In his contribution to the debate in the Senate on the Employment Sexual Harassment (Prevention) Bill, 2017, Todd spoke of “some female bosses going too far in terms of the sexual harassment of male employees” who failed to report such advances for fear of being ridiculed. However, he said the new legislation would eliminate this problem because it made provisions for confidential complaints to be made against the aggressors.
“In certain cultures a man is expected to be promiscuous, so how could one consider a man not accepting sexual advances by a woman? The question may be asked if such a man was gay or a sissy. That is why I am very happy that within the legislation as proposed these matters will be dealt with in a confidential manner. It would give the person subjected to this kind of harassment courage to come forward, knowing that they would not be ridiculed by their peers, or by the society,” Todd said.
He also said the legislation would combat “very aggressive” lesbians who pursue their female co-workers and homosexual men who harass other men.

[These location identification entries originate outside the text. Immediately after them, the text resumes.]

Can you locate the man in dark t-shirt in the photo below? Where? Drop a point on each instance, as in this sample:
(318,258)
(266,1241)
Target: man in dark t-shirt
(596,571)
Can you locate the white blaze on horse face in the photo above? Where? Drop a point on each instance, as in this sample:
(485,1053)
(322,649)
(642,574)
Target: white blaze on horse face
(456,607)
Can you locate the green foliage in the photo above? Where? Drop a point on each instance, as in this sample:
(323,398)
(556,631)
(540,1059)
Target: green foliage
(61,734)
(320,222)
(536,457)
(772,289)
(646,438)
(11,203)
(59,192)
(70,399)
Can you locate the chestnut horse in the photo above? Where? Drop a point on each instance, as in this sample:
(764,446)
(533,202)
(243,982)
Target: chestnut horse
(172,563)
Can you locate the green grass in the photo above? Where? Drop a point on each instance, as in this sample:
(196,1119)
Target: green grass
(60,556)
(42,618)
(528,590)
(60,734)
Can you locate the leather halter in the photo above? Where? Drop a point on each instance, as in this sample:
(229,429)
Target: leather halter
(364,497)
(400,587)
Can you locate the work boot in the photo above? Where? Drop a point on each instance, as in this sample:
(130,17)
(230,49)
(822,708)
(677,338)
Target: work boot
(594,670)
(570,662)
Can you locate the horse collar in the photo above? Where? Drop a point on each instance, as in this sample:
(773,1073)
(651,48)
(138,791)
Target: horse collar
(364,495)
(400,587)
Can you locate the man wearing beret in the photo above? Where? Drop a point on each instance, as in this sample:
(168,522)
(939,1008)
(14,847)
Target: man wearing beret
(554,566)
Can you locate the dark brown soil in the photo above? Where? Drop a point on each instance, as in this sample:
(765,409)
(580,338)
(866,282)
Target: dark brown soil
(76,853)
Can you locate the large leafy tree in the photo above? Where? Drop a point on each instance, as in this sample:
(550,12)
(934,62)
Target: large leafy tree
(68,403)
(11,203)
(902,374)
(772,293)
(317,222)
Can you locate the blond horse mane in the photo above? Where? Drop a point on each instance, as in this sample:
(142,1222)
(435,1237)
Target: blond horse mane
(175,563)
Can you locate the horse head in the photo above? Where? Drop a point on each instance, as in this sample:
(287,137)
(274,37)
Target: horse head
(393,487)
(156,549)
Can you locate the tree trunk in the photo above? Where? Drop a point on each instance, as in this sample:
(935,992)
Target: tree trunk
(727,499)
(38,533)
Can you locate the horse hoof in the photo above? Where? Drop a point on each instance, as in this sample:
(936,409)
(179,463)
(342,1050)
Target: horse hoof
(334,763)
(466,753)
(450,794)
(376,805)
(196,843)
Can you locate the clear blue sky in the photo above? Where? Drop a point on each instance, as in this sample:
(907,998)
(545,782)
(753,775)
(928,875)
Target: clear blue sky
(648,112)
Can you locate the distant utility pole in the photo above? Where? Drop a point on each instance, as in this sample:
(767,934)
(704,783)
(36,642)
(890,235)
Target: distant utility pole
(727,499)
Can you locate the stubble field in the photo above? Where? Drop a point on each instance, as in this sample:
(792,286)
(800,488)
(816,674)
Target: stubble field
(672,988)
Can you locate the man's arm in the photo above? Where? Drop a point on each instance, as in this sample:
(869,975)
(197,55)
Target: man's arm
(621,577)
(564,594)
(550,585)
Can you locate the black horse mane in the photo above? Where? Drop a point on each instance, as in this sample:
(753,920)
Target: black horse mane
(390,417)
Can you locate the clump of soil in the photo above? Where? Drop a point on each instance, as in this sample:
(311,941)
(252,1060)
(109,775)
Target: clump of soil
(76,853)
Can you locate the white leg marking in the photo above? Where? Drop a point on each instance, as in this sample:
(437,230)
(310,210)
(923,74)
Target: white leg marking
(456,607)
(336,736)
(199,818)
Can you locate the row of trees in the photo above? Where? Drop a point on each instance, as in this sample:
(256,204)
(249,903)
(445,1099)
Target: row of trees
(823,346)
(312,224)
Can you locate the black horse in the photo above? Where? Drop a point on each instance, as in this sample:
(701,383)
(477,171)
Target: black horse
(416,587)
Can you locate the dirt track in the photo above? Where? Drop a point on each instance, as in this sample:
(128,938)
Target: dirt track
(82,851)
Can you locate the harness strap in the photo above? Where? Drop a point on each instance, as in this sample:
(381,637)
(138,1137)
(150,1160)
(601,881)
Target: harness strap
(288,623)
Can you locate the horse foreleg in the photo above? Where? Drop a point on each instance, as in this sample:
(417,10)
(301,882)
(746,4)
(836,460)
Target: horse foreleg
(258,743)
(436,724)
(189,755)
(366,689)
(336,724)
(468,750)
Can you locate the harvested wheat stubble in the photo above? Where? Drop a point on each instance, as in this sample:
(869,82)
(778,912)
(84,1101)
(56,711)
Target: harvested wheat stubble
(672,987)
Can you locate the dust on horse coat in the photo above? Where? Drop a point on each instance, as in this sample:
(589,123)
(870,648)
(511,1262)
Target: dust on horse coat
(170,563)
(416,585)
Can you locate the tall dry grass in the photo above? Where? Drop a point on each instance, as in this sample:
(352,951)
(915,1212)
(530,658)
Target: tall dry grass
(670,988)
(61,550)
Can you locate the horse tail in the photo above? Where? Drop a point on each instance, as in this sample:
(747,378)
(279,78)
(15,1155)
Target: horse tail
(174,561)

“This legislation is not limited to sexual harassment of women by men, but this is a real world now where the whole issue of lesbians being very aggressive in seeking to have their way with unsuspecting vulnerable young women. This legislation will protect women from these unwanted sexual advances by other women; homosexual men seeking to take advantage of vulnerable men and in some cases you may have some female bosses going too far in terms of the sexual harassment of male employees,” he said.
Todd also reported on a discussion on a call-in programme during which young women complained of lecherous behaviour by young predatory males on the streets.
He said the women were resorting to wearing headphones in order to give the impression they were not hearing the unwanted catcalls.
“During a call-in programme some women who were guests were making reports of being harassed while using the streets in Barbados. They reported that in order to ignore the catcalls coming from such men they have to wear their headphones. They did this to pretend that they could not hear the sexual advances. They said that being courteous by just saying, ‘good morning’ they were concerned that those predatory men may take it in the wrong way. The men might see it as some kind of licence to sexually harass them. This demonstrates the fear that these predators drive in the hearts of these vulnerable women,” he said, adding that one young woman had her earphones pulled from her ears after she failed to respond to a man’s catcalls.